As the construction of the Dulles Toll Road extension progressed, Brown & Root noticed the need for a thicker pavement subbase. Brown & Root, however, assured the lenders financing the highway project that no substantial changes in the work were anticipated. Additionally, Brown & Root removed the design change illustrations from the prime construction contract and placed those illustrations in a side agreement (the existence of which was not revealed to the lenders). Because the lenders were not aware that any additional work was necessary, they did not arrange for additional financing. Thus, TRIP did not have the funds to pay Brown & Root for the additional work, and as a result, Brown & Root claimed that it was not obligated to pay Moore Brothers.

The 4th Circuit concluded that Brown & Root hindered the fulfillment of the condition precedent. Therefore, the court held that the trial court correctly invoked the prevention doctrine to waive the performance of the condition precedent, making Brown & Root liable to Moore Brothers for payment for the additional work.

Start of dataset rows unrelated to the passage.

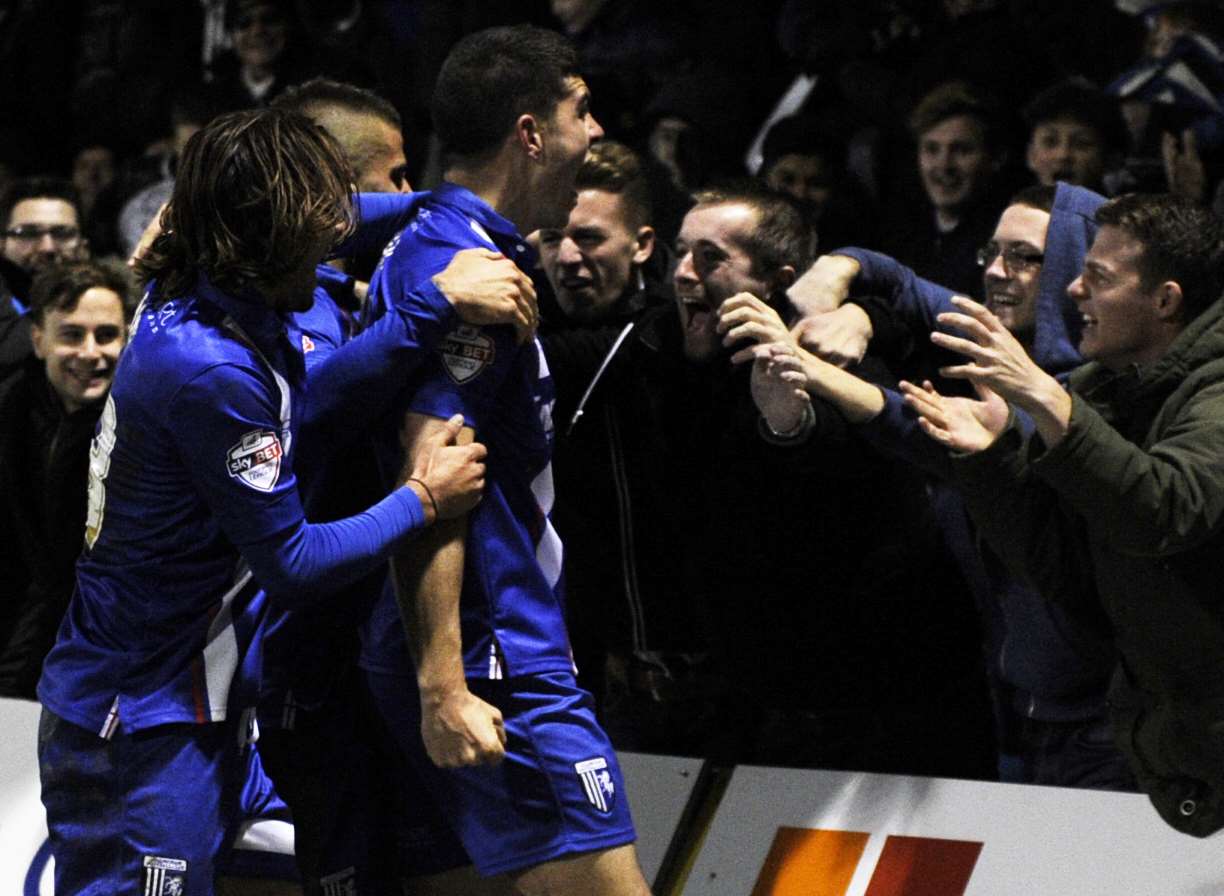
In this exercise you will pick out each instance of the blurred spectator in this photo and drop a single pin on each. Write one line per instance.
(960, 151)
(810, 168)
(629, 49)
(189, 114)
(78, 312)
(42, 228)
(262, 60)
(96, 178)
(606, 269)
(597, 265)
(129, 58)
(1173, 100)
(1076, 135)
(837, 666)
(93, 170)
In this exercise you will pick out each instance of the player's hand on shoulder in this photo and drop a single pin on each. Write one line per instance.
(453, 473)
(839, 337)
(487, 288)
(459, 728)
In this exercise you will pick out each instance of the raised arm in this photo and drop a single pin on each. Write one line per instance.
(458, 727)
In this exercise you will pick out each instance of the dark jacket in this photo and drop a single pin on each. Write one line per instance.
(1127, 511)
(44, 459)
(1055, 664)
(787, 563)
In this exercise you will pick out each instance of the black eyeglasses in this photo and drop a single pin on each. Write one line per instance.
(63, 234)
(1015, 257)
(249, 20)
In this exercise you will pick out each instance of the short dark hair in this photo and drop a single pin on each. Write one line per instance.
(318, 93)
(955, 98)
(61, 287)
(316, 98)
(796, 135)
(493, 76)
(253, 189)
(617, 169)
(781, 236)
(234, 9)
(1181, 240)
(1039, 196)
(1080, 100)
(38, 189)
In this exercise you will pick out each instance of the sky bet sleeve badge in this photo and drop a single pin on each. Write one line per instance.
(596, 782)
(466, 353)
(164, 877)
(256, 459)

In the most recent case applying the prevention doctrine to a third-party payment provision, Northeast Drilling, Inc. v. Inner Space Services, Inc., the 8th Circuit Court of Appeals similarly held that a subcontractor could not invoke a pay-when-paid clause after it prevented fulfillment of a condition precedent. Because the subcontractor failed to submit a change-order request to the contractor after drilling in an expanded area, it contributed to the contractor’s failure to pay. Thus, the subcontractor was required to pay the sub-subcontractor because the prevention doctrine applied and rendered the pay-when-paid clause void.

Although Arizona and other state courts have yet to apply the prevention doctrine to third-party payment provisions, other courts provide guidance on the issue. Because there is no case law holding otherwise, Arizona and other state courts will likely invoke the prevention doctrine to waive performance of a condition precedent if the contractor hinders performance.